Чувствуешь тогда, что не ты сам, во всем виноватый, в вечной работе, сотворил себе радость, а она помимо тебя сама сделалась нерукотворно там, где десятки лет тому назад великие воды тронули молодые березы и они выросли, поднялись, как шеи лебедей над родимым оврагом. Радость приходит оттого, что там, где-то за пределами моей души, что-то само собой делается очень хорошее, и мне достанется без моего вековечного труда, без моих заслуг и усилий, и значит, если я умру когда-нибудь, то кто-нибудь за меня на земле будет радоваться жизни у того оврага с лебедиными шеями».
Тут только одно, может быть, скрыто от себя – что душа не радости другого радуется, а как-то про себя знает, что это она, она же! – и после смерти – будет радоваться «у этого оврага», и вот это-то, и есть та здоровая тайна всеединства, перед которой снова с Пришвиным встает русская мысль для нового и непрерывного осознания. И это и есть та основа, которая снова скрепляет наш путь и в каждом личном и общественном испытании восстанавливает целостного человека.
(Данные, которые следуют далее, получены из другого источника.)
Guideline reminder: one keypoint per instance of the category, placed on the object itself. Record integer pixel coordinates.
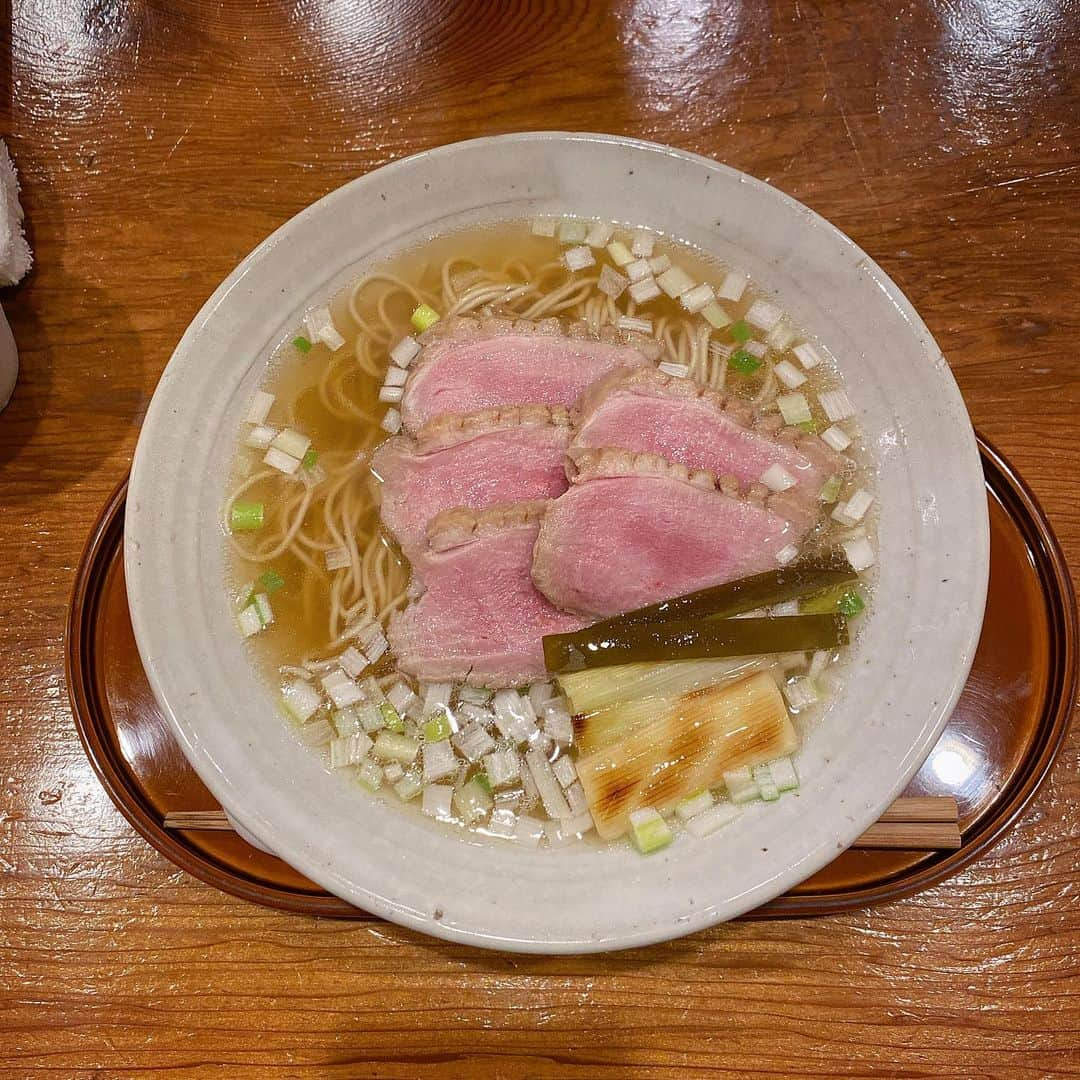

И ещё я без всякой метафизики думаю, что ничего в мире не бывает случайно. Прошлой весной на Радуницу мы заехали с Селивёрстовым на Введенское кладбище. Было не по-апрельски прохладно, порывами задувал ветер. По старому обычаю мы взяли свечи, и я зажёг свою на могиле М.М. Пришвина, о котором писал некогда книжку и с которым так уж теперь и буду идти с ученической оглядкой, а Селиверстов – на соседней могиле М.М. Бахтина, который стоял у истоков его «думы» и которого художник провожал в последний путь. Мы помянули обоих и с начавшимся дождём уехали. И вот только теперь я думаю, как случилось, что он начинал свою «думу» Бахтиным, а окончил Пришвиным, и вот они лежат рядом, и мы, ещё два года назад незнакомые, сведены у могилы двух Михаилов Михайловичей для вот этой совместной работы. Я думаю, что они сами поняли бы это лучше и, может быть, ещё раз имели бы повод сказать, что чудо ходит в обыденных одеждах (поэтому его так часто не узнают), что самые глубокие тайны обычно самые простые и что всеединство, которым живет русская мысль – не философская категория уходящих в историю систем, а всё такая же живая, полная, длящаяся правда повседневности.

⃰⃰ ⃰ ⃰

Одну хорошую сегодняшнюю повесть предваряет эпиграф: «Взгляни на камень, который выбросили строители: он – краеугольный». Всё время, пока я работал над статьей, он не шёл и не шёл у меня из головы.